Le bioéthanol reste le type de produit qui intéresse les promoteurs de ces usines. Une compagnie du sud serait déjà en contact avec une entreprise brésilienne en vue de mettre en opération une troisième unité de production dans le pays. Le bioéthanol ou le bioFUEL peut être mélangé avec l'essence dans une proportion pouvant aller jusqu'à 25%-75%. Cette possibilité peut être envisagée, selon les producteurs, sans aucune modification au moteur du véhicule. L'incertitude persiste toutefois concernant le prix de vente d'un litre. Les producteurs hésitent à avancer un chiffre, même s'ils précisent que le prix de vente sera inférieur à l'essence.

Ce qui est sûr, c'est que Alcodis et Chandni Oil ont signifié leur intention d'approvisionner le marché local, tout en misant sur l'exportation. L'éthanol est produit de longue date dans le monde entier en tant que matière première pour de nombreux produits. Le Brésil a joué un rôle de pionnier dans ce domaine: dans ce pays, plus de 14 millions de véhicules fonctionnent à l'éthanol ou au moyen d'un mélange essence/éthanol.
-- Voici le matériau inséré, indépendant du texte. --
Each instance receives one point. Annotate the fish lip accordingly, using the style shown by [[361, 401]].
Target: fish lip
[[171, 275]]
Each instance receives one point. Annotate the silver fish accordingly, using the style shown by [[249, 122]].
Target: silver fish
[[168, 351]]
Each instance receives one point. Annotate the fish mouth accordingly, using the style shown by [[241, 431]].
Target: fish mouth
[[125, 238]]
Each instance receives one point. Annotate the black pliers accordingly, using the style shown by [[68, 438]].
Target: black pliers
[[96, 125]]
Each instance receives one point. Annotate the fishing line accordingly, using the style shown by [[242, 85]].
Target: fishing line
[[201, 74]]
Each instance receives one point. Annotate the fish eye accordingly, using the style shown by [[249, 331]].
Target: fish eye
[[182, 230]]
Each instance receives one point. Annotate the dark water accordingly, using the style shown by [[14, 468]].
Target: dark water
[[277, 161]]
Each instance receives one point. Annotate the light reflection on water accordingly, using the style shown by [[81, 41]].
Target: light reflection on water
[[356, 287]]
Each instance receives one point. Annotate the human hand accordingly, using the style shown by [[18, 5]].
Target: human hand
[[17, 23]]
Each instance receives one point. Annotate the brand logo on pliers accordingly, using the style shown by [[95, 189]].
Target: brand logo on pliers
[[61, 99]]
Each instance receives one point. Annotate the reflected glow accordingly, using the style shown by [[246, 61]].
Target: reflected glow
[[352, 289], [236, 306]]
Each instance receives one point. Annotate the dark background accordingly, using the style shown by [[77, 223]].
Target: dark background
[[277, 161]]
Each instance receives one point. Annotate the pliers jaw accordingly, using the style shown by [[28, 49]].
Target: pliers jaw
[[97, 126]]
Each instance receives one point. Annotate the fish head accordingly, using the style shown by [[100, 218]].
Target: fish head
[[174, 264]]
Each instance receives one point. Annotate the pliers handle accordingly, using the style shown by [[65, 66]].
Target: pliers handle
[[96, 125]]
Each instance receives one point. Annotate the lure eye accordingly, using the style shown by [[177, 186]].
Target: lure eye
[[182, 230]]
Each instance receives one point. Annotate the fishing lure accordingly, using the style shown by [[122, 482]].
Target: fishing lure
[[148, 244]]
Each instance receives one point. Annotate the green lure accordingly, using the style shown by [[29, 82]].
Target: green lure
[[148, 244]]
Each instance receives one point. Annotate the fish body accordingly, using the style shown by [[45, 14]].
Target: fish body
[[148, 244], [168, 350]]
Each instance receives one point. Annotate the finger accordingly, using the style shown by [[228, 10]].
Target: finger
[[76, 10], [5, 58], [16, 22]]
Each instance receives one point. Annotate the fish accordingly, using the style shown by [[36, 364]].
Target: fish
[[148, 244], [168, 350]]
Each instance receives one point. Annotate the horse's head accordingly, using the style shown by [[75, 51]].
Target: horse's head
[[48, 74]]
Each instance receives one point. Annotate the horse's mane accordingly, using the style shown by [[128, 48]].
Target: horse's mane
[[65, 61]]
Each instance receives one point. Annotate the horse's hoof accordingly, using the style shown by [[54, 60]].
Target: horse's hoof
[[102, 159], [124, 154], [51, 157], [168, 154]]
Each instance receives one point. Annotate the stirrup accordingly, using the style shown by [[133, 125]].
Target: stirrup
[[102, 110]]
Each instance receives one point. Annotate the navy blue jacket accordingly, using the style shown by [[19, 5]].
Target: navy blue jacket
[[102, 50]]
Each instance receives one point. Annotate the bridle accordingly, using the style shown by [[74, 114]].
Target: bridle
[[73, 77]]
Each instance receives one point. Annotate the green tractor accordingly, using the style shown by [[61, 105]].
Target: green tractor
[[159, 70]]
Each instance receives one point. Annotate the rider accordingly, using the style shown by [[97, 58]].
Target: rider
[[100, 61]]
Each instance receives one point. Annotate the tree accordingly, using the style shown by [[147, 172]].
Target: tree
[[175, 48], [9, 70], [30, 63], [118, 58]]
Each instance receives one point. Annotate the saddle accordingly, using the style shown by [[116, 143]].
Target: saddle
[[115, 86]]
La canne à sucre ne manque pas dans le plus grand pays d'Amérique du Sud et c'est elle qui sert de matière première à la production d'éthanol..

La production mondiale d'éthanol a été estimée à quelque 33,3 milliards de litres en 1998. Parmi les gros producteurs figurent le Brésil (14,5 milliards de litres), les USA (5,7 milliards de litres), l'Asie (5,9 milliards de litres) et l'Europe (4,6 milliards de litres).

La comparaison des besoins en combustible fossile (pétrole brut) et des émissions de CO2 d'un litre d'éthanol et d'un litre d'essence montre des résultats bien différents:

Par ailleurs, selon les projections de l'Évaluation de l'énergie mondiale réalisée par le Programme des Nations Unis pour l'Environnement, le marché mondial des énergies renouvelables devrait atteindre entre 40 et 78 milliards de dollars par an d'ici 2010.